Placeres incompatibles

En este trabajo, la rutina es una ilusión. Aunque cada uno de esta Redacción, cada mañana se siente en su silla, delante de la misma computadora y repita ritos particulares, ningún día se parece al anterior. Y es que la realidad, concebida como un proceso dinámico, obliga a todos a un ejercicio de renovación permanente. Cada uno atiende su juego, o sea, su especialidad. Los lazos entre los cohabitantes de este ámbito se hacen, con el correr del tiempo, tan familiares -o más- como los de la propia familia. Pero por sobre todo se discute; y es frecuente que el saldo de la contienda sea una rotunda discrepancia.

Por ejemplo, hoy apenas llegué me interceptó mi colega Roberto. Como casi todos los días me largó: “¿Te pido un agua y me convidás con un café?”. Obviamente que la propuesta para mí siempre es interesante ya que en el bar nadie atiende el teléfono y podría pasarme media hora con la garganta seca, huérfana del auxilio de los bufeteros. En fin, café y agua de por medio, el debate empezó por las películas -que son su especialidad, su delirio y su vicio- y sobre cuál es la mejor manera de disfrutarlas.
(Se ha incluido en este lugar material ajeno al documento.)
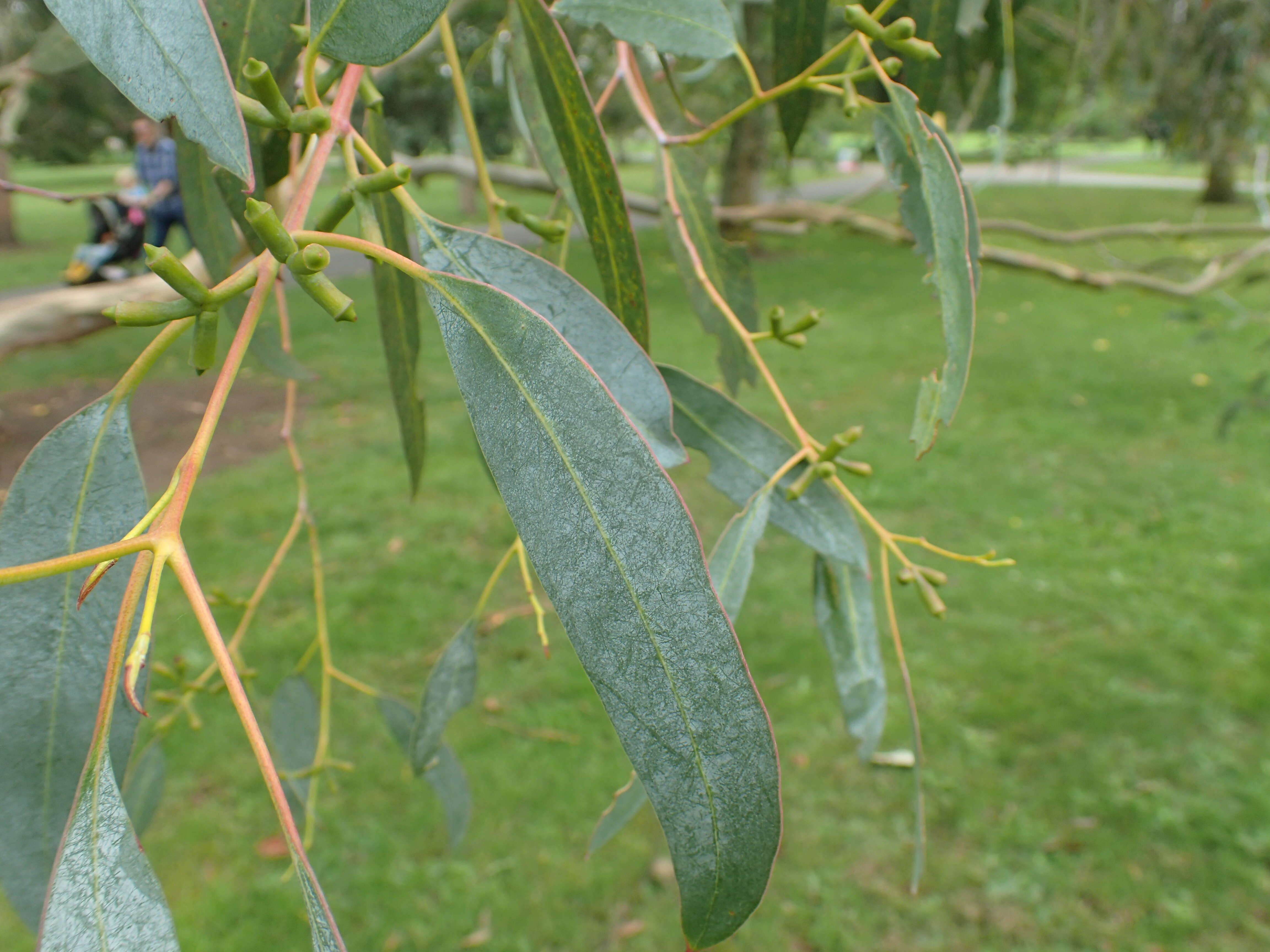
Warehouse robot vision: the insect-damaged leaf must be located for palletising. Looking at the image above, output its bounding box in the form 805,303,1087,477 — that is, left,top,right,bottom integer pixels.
813,553,886,760
309,0,450,66
378,697,472,849
39,737,179,952
123,737,168,837
0,395,146,929
772,0,828,155
658,364,869,570
269,674,318,827
874,80,979,456
587,770,648,859
710,487,772,624
47,0,253,188
516,0,648,350
551,0,737,60
428,274,781,947
416,213,687,467
410,627,476,774
366,109,427,493
654,147,758,393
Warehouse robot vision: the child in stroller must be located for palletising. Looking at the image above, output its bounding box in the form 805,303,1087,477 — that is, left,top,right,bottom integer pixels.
62,167,146,284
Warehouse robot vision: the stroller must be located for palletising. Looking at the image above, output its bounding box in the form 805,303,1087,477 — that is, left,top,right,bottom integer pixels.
62,169,146,284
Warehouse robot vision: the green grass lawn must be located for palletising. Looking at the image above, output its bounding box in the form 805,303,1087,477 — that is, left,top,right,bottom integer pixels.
0,178,1270,952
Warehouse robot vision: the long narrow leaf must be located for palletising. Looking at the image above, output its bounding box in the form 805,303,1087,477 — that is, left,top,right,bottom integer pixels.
710,489,772,624
658,364,869,571
428,274,781,947
366,109,427,493
416,215,687,468
654,148,758,393
47,0,253,188
772,0,828,155
0,396,146,929
813,555,886,760
516,0,648,350
39,737,179,952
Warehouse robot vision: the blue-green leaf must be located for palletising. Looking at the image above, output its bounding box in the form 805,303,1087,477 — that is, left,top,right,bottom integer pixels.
772,0,828,155
710,487,772,624
39,737,179,952
654,148,758,393
813,555,886,760
123,736,168,837
513,0,649,350
587,770,648,859
410,618,476,775
875,80,979,456
269,674,318,827
416,213,687,468
428,274,781,948
309,0,450,66
551,0,737,60
0,395,146,929
46,0,253,188
658,364,869,570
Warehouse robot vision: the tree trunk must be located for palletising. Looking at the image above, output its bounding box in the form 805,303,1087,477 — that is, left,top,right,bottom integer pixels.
719,4,772,244
0,148,18,248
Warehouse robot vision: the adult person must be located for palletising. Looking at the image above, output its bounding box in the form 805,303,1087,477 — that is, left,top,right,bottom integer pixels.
132,118,189,246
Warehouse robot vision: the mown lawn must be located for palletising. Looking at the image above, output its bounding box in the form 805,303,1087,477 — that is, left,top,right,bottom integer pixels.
0,178,1270,952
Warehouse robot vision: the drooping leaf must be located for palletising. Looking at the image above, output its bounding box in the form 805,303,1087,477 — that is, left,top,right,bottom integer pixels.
47,0,253,188
378,697,472,849
658,364,869,570
551,0,737,60
516,0,648,350
364,109,427,494
410,627,476,775
710,489,772,624
587,770,648,859
508,12,583,221
39,737,179,952
772,0,828,155
416,215,687,468
173,129,316,380
813,553,886,760
423,744,472,849
879,80,978,456
269,674,318,827
654,148,758,393
0,395,147,929
428,274,781,948
309,0,450,66
123,737,168,837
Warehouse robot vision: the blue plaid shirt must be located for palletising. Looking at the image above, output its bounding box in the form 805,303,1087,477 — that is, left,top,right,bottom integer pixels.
136,137,182,213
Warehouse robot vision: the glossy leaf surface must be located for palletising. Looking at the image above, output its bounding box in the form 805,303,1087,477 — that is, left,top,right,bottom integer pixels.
47,0,253,186
309,0,450,66
416,215,687,467
813,553,886,760
364,109,427,493
654,148,758,393
0,396,147,929
772,0,828,155
878,80,979,456
410,620,476,774
39,740,179,952
710,489,772,624
428,274,781,947
552,0,737,60
516,0,648,350
123,737,168,837
658,364,869,570
587,770,648,859
269,674,318,827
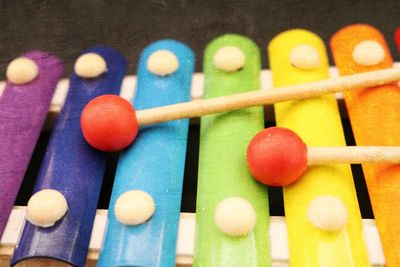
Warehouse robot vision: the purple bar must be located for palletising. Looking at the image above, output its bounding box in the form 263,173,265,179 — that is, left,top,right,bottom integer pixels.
11,46,127,266
0,51,63,237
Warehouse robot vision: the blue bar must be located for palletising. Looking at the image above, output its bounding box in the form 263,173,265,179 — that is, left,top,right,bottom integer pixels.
11,47,126,266
98,40,194,267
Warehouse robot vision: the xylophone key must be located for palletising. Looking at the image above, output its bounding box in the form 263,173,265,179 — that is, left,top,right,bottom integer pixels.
268,29,369,266
331,24,400,267
11,47,126,266
98,40,194,267
0,51,63,237
194,34,271,267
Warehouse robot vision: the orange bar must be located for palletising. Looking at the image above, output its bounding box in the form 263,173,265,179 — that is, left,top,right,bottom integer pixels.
331,24,400,267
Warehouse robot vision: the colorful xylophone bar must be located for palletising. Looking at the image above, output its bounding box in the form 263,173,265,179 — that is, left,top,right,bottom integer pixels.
0,25,400,266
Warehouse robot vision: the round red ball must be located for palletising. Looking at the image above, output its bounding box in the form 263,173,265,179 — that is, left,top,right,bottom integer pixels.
247,127,307,186
81,95,139,152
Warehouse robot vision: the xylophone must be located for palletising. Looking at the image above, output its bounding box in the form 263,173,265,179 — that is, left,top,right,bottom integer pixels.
0,24,400,266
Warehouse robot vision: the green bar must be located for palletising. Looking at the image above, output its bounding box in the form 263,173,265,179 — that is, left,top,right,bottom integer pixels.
194,34,271,267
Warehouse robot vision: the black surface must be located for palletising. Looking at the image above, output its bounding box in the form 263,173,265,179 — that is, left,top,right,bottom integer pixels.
10,0,400,218
0,0,400,79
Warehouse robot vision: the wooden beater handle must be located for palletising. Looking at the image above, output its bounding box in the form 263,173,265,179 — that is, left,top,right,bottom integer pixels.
307,146,400,165
136,68,400,125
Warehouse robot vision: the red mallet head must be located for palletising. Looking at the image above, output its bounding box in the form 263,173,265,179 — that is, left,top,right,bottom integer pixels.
81,95,139,152
247,127,307,186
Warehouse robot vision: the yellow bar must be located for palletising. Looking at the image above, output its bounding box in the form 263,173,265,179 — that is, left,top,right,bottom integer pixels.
268,29,369,267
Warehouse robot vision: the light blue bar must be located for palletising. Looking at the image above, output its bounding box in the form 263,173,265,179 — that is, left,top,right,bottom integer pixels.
98,40,194,267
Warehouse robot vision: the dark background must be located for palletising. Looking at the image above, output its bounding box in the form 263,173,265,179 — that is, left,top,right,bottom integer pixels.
0,0,400,76
0,0,400,218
Él es adicto al cine y yo, amo los DVDs en casa. Razones defensivas de uno y otro lado sobran. Yo argumento mi derecho a hacer pis todas las veces que quiera, repetir las escenas que más me atrapan, retroceder para escuchar o leer lo que no entendí. El “stop” para atender el teléfono, comer algo, o ir a tender la ropa es otra buena causa. Ni hablar de que si la película no me enganchó en los primeros quince minutos, con pulsar el “power” se acaba el martirio.

Él es un romántico. Habla de que las películas se disfrutan sólo en el cine. “La intimidad que se da cuando se apaga la luz, se borra todo el mundo y quedás solo frente a la pantalla, es algo sublime”. Poeta al fin, borra de su mundo al masticador compulsivo de pochoclos, al bebedor de gaseosa que hace más ruido que un camello sediento, al lungo que se estira en el asiento de adelante como si estuviese en su cama o a la comprimida que trata de revertir su postura clavándole sus rodillas en la espalda. A él todo eso no le importa; disfruta formar la fila para comprar la entrada, mientras hace sociales en el transcurso, tomarse un cafecito antes y otro al salir del cine -esa vez acompañado de algo dulce- y hasta soporta con estoicismo en la butaca el reclamo de su vejiga de hombre maduro cuando lo atormenta. Él es un tierno desahuciado y no hay manera de competir con sus argumentos y, como dice un proverbio, si no se puede convencer al adversario, hay que tratar de comprenderlo. Mi amigo es un experto en todo lo culturoso: conciertos, libros, teatro, cine pasan por sus manos rápidas para teclear y por su cerebro ampuloso, a la hora de pensar. Pero en el asunto de las películas, defiende con tanto empeño su parecer, que creo que en realidad es un hombre con una deuda de actor que, además de morir por los flashes de las cámaras de fotos (sale en todas), le gustaría más que estar en la butaca, estar del otro lado; siendo, por ejemplo, Shakespeare enamorado. Si no, no se entiende esa manera fanática de despreciar el enorme placer de sentarse frente al LCD, en pijamas, y alargar a tres horas a “Invictus”, que apenas dura algo más de noventa minutos.